Un horizon limité et imposé
PUBLIE LE 20 octobre 2007 / VuLu |
Vendredi, le journal Libération a choisi de consacrer toute sa une sur le divorce de Nicolas et Cécilia Sarkozy plutôt que, par exemple, sur la grève des transports. Ce choix donne un signe fort de l’évolution de la grille de valorisation qui accompagne la nouvelle formule du quotidien.
Libération n’est certes pas le seul à avoir fait ce choix.
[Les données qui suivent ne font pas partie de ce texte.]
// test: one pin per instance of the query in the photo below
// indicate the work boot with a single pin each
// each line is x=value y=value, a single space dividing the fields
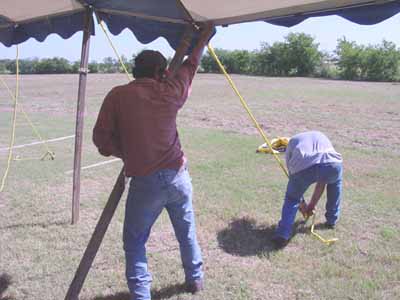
x=329 y=226
x=194 y=286
x=279 y=242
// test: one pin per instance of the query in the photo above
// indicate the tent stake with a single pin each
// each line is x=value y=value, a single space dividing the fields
x=80 y=112
x=113 y=200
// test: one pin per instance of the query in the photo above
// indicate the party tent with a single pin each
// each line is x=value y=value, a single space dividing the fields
x=151 y=19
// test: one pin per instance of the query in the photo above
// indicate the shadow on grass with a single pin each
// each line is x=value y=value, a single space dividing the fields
x=244 y=238
x=164 y=293
x=5 y=282
x=38 y=224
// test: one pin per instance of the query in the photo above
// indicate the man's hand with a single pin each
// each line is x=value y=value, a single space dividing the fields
x=206 y=31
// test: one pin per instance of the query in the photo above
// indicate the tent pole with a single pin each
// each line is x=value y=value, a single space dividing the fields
x=113 y=200
x=80 y=112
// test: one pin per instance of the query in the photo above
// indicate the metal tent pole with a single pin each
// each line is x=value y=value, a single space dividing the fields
x=83 y=70
x=113 y=200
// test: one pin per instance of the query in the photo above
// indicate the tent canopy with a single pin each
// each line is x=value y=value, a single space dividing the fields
x=150 y=19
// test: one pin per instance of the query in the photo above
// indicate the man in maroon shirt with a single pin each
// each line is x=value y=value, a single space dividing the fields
x=137 y=122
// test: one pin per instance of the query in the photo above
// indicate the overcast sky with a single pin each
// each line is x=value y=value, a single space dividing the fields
x=325 y=30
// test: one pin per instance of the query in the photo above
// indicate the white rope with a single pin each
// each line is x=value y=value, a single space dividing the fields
x=96 y=165
x=37 y=143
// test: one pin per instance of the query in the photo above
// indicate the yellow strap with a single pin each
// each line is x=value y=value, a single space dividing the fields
x=130 y=78
x=246 y=107
x=50 y=153
x=12 y=139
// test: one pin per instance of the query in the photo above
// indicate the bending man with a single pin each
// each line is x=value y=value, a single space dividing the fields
x=310 y=158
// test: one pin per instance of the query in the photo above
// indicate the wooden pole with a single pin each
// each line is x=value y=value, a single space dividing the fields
x=112 y=203
x=96 y=239
x=83 y=70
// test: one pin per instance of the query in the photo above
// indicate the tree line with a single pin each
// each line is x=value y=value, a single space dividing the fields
x=297 y=55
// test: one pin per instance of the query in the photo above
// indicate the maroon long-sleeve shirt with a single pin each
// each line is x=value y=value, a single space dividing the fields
x=137 y=122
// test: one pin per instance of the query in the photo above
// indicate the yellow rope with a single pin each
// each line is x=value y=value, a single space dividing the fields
x=49 y=153
x=130 y=78
x=12 y=140
x=246 y=107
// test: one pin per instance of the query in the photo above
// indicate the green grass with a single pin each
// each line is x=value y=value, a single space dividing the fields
x=237 y=196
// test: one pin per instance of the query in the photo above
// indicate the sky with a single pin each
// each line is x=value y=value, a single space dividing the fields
x=249 y=36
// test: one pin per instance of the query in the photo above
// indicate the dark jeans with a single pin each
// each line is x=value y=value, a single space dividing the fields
x=331 y=174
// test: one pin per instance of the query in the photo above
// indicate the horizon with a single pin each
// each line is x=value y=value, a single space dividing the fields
x=246 y=36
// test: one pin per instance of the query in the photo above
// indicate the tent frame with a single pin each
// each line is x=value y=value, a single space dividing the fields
x=80 y=115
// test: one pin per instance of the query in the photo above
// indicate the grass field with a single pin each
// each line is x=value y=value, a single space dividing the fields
x=237 y=193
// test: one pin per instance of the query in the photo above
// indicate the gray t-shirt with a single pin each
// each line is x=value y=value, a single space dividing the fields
x=310 y=148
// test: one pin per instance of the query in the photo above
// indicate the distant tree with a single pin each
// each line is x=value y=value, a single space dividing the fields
x=54 y=65
x=93 y=67
x=349 y=56
x=109 y=65
x=302 y=54
x=380 y=62
x=75 y=66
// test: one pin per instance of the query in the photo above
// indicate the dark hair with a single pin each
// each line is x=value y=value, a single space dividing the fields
x=147 y=62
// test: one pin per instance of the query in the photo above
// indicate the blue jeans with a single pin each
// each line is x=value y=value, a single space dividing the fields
x=147 y=197
x=330 y=174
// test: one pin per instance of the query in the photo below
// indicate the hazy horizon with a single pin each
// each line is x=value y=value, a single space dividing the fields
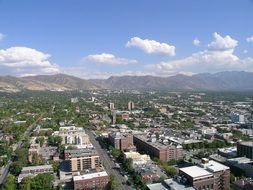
x=101 y=39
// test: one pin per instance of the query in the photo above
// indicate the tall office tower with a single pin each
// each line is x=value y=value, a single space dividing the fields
x=113 y=117
x=130 y=106
x=111 y=106
x=251 y=110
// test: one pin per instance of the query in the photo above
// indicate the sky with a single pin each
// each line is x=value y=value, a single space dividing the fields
x=98 y=38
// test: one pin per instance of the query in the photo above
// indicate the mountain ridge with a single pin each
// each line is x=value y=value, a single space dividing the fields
x=228 y=80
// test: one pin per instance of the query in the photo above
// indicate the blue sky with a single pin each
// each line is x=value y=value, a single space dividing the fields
x=97 y=39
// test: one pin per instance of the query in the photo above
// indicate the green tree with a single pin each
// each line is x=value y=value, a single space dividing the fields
x=42 y=181
x=112 y=185
x=25 y=184
x=116 y=153
x=55 y=165
x=54 y=141
x=128 y=165
x=16 y=168
x=40 y=140
x=10 y=183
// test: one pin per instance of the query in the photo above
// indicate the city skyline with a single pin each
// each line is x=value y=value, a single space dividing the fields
x=99 y=39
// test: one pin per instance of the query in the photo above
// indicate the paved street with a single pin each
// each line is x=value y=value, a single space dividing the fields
x=19 y=145
x=108 y=163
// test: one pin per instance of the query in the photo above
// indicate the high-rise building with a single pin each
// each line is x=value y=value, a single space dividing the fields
x=113 y=117
x=121 y=141
x=156 y=149
x=237 y=118
x=73 y=135
x=130 y=106
x=111 y=106
x=98 y=180
x=82 y=159
x=244 y=148
x=209 y=175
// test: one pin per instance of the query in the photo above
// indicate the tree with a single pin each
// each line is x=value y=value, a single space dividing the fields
x=22 y=155
x=55 y=165
x=128 y=165
x=16 y=168
x=40 y=140
x=42 y=181
x=170 y=170
x=37 y=160
x=116 y=153
x=25 y=184
x=10 y=183
x=54 y=141
x=112 y=185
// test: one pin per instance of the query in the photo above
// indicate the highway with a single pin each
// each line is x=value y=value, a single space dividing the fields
x=108 y=163
x=27 y=133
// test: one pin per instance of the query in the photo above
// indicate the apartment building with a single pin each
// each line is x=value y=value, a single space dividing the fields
x=156 y=149
x=208 y=175
x=91 y=181
x=72 y=135
x=121 y=141
x=82 y=159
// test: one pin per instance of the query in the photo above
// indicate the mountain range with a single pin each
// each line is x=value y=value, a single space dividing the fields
x=229 y=80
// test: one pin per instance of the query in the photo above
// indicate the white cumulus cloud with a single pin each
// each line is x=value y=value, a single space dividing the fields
x=23 y=61
x=107 y=58
x=152 y=46
x=222 y=43
x=196 y=42
x=249 y=39
x=218 y=57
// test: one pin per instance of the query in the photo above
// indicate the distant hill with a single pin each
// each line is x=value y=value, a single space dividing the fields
x=234 y=80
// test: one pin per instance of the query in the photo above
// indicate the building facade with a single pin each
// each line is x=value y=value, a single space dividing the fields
x=82 y=159
x=208 y=175
x=245 y=149
x=72 y=135
x=121 y=141
x=98 y=180
x=165 y=153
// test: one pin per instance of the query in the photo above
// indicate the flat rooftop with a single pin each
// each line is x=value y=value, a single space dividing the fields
x=177 y=186
x=36 y=167
x=156 y=186
x=214 y=166
x=81 y=152
x=246 y=143
x=90 y=176
x=196 y=172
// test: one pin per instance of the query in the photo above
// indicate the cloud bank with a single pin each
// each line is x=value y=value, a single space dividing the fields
x=22 y=61
x=152 y=46
x=111 y=59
Mais l’on attendait un peu moins de complaisance— envers le pouvoir et le marketing — pour un journal « de gauche » qui cultive son impertinence et a fondé une partie de sa crédibilité sur un traitement non conventionnel de l’information.
A la décharge du quotidien, il est vrai que les grèves ont a priori un indice de communicabilité assez faible : c’est compliqué à expliquer, cela renvoie à des réalités souvent corporatistes et triviales, voire un peu désuètes (comme tout ce qui concerne le quotidien du travail). De plus, les images sont pauvres (personnes assises autour d’une table). Cela grippe la logique consumériste. Donc pas bon pour les ventes, au moment où la survie du quotidien lui impose l’usage des rets d’une séduction plus banale et plus soumise.
Lorsqu’un mass media parle des grèves, il évoquera souvent davantage les conséquences de la grève pour les médiatisés plutôt que ses motifs. Sauf si, bien sûr, la grève se prolonge, et avec elle ses nuisances. Or, que se passe-t-il au-delà des revendications des grévistes et de la rigidité du pouvoir ? Quel est l’enjeu ? Les premiers cherchent à accroître l’indice de communicabilité de leur mouvement, les seconds, à diminuer cet indice. Les médias sont quant à eux à la fois les armes et la scène de cet affrontement.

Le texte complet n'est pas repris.